Strengths of the study include the 63% response rate which was higher than the 42% response rate of a similar cohort of practicing HPE educators (Greenleaf and Weiller, 2005) and this may have been due to the incorporation of the instrument into allocated class time used for participants to complete the online survey instead of relying on responses being mailed back. Also, the apparent success of the intervention at increasing awareness of the roles of schools as ideal locations for health promotion strategies and the changes in perceptions regarding the roles of educators reflect positively on the design of the intervention and ability to modify perceptions.
More research is required to determine the influence of perceptions held at the tertiary level on the importance of schools in participating in strategies to combat youth overweight and obesity and influences on these attitudes into practice.
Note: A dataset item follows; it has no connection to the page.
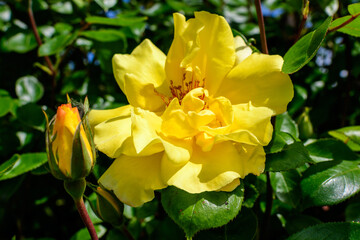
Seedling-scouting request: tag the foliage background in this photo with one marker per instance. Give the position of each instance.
(80, 46)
On a national scale, it is hoped that the tertiary education provided to future professionals involved in roles of health promotion and health education widens to include more mandatory and open electives on nutrition and health education. It is already known that personal beliefs and dietary habits have a large influence on the way that educators conduct health and well-being education (Peters and Jones, 2010) and that the tertiary study that they undertake shapes their practice (Paakkari et al., 2010).
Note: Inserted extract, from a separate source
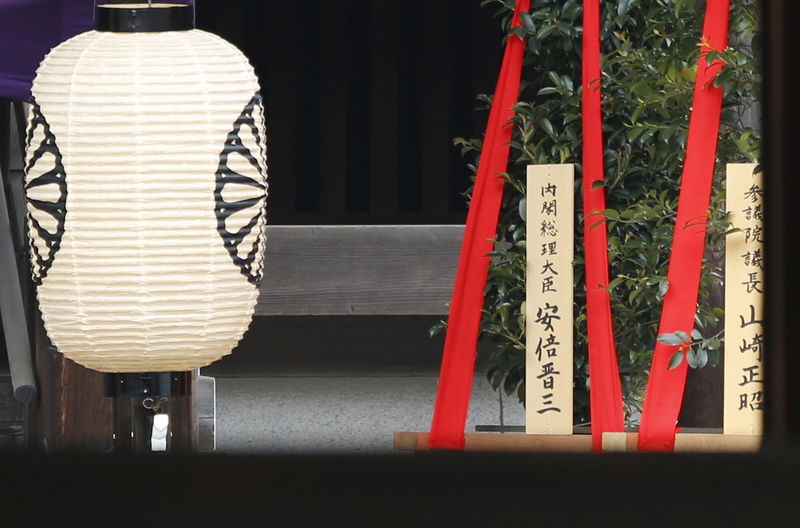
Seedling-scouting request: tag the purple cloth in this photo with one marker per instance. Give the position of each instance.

Recommendations arising from this study include the need for a control group to be integrated into the research methodology, helping it to transition from a quasi-experimental study to an experimental one. The use of a control group would also help determine the effect of the intervention on attitudes and knowledge, helping to control for the impact of external health and well-being education that participants may have been exposed to. Future surveys conducted in the higher education setting would also benefit from distinguishing which degree students were enrolled in or what major that they were undertaking, with differences in investment in health and nutrition expected for students enrolled in health-related degrees. Although the study design is rigorous as it measures students at baseline and post-intervention, it would yield practical information to measure of the retention of knowledge and attitudes through a follow-up survey conducted at least once after the conclusion of the post-intervention results. This would allow the long-term impact of the intervention to be assessed, with ramifications for the professional practice of professionals involved in health promotion and health education.
Footnotes
Declaration of Conflicting Interests
The author(s) declared no potential conflicts of interest with respect to the research, authorship, and/or publication of this article.
Funding
The author(s) received no financial support for the research, authorship, and/or publication of this article.